Sorrowful, yet always rejoicing. I want this to be my attitude in 2013. It may seem odd to desire sorrow, but try not to separate them into two things--sorrow and rejoicing. They are one. The truly strange thing is that we think they can be separate. In this life, they are always intertwined. Always. And when I feel a tinge of soulful sorrow in my rejoicing, or when realize a small spark of joy in my grieving, that is when I feel truly alive. Because that is life.

I heard a great sermon at Bethlehem Baptist Church about this last Sunday, a much-needed word to launch me into a new year. Everything that Pastor John said seemed to resonate and I'm so thankful for how he opened Scripture to me on Sunday and how he has done so for the last 10 years I've been at Bethlehem.  In particular, I was helped by his claim that "what the world needs from the church is our indomitable joy in Jesus in the midst of suffering and sorrow." Amen. The world needs this. My soul needs this because it is a true thing. Suffering, joyful Christians prove Jesus' worth and I pray that my life would show His worth this year.

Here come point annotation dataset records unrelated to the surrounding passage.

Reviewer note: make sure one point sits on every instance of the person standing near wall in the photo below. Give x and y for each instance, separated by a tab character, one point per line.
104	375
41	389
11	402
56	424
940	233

I have a friend who might have cancer. She doesn't know yet. But she does know Jesus and she is one of the most joyful people I know. I'm talking about serious, contagious joy. Not frivolous joy. Not fake joy. Rock solid joy. The kind that doesn't disappear in the face of a diagnosis. I look at her and my faith is strengthened. I look at her and I know that my Redeemer lives. No matter how much sorrow this world gives me, there is always cause to rejoice.